Rolling Stone has an article on a planned UK Campaign against end-to-end encryption. Of course, after the University of Virginia rape story debacle, everything they report should be viewed, um, critically. That said, the story is disturbing.

The Home Office has reportedly hired the M&C Saatchi advertising agency to concoct what can only be termed a disingenuous advertising campaign to discredit end-to-end encryption in general and FaceBook’s plan to implement it in WhatsApp—its messaging app—in particular.

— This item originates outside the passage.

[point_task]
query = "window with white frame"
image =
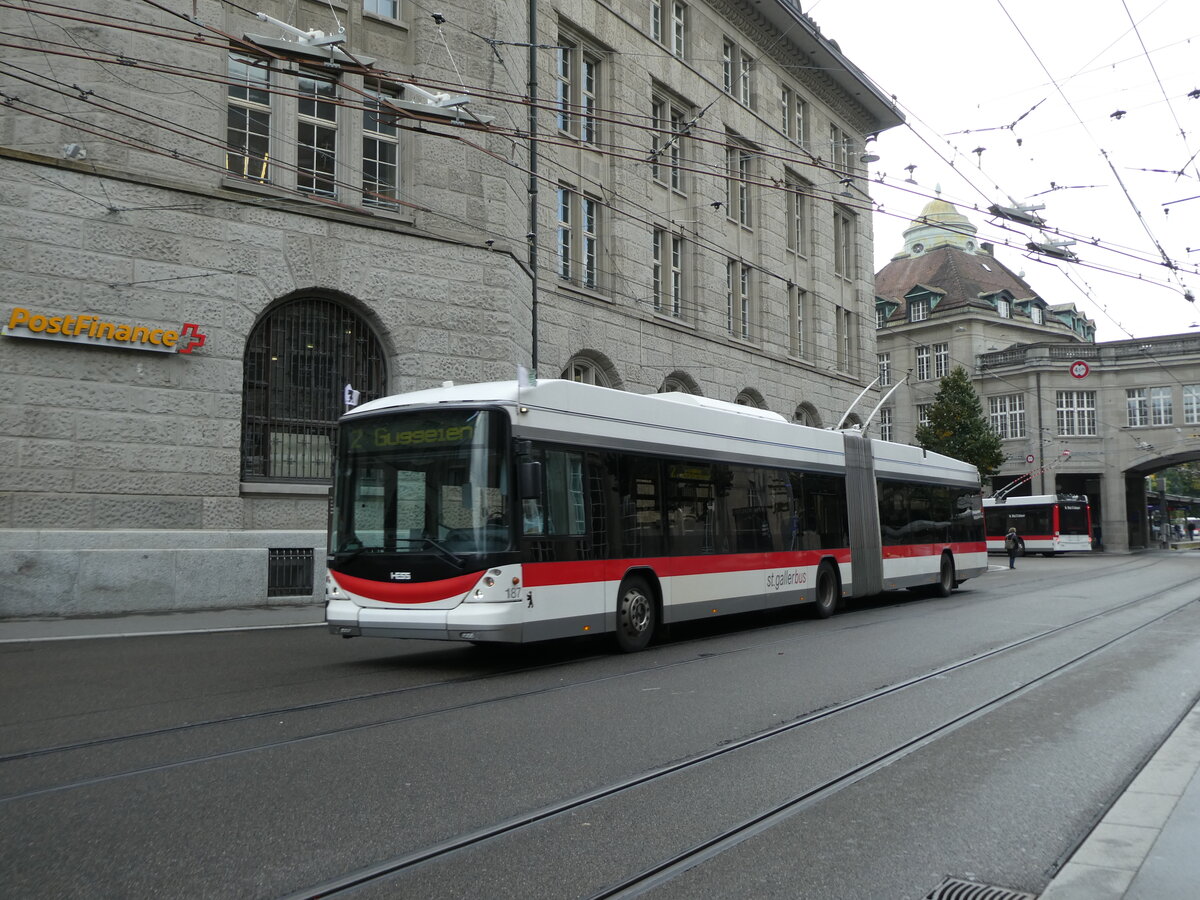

You can read the article to discover some of the stunts they have planned but the whole campaign is based on the usual Four Horsemen of the Infocalypse and especially how that nasty encryption makes it impossible to “protect the children”™.

As always in this type of action, the Home Office is pretending that it’s possible to provide a backdoor key that only the good guys can use. Virtually every cryptography expert says that’s impossible and there’s nothing in the government’s past record in protecting these types of secrets that suggests it will be any different with a backdoor key. One former government security executive described it as “the digital equivalent of alchemy”.

All governments hate end-to-end encrypted messaging apps because it allows citizens to keep their private business private and how can the nannies do their job if they can’t snoop on what you’re saying? They’ll bring up “think of the children”, drugs, terrorism and all the other boogeymen as if encryption were somehow unique in its use by criminals. I hope my cousins in the UK tell them to get lost.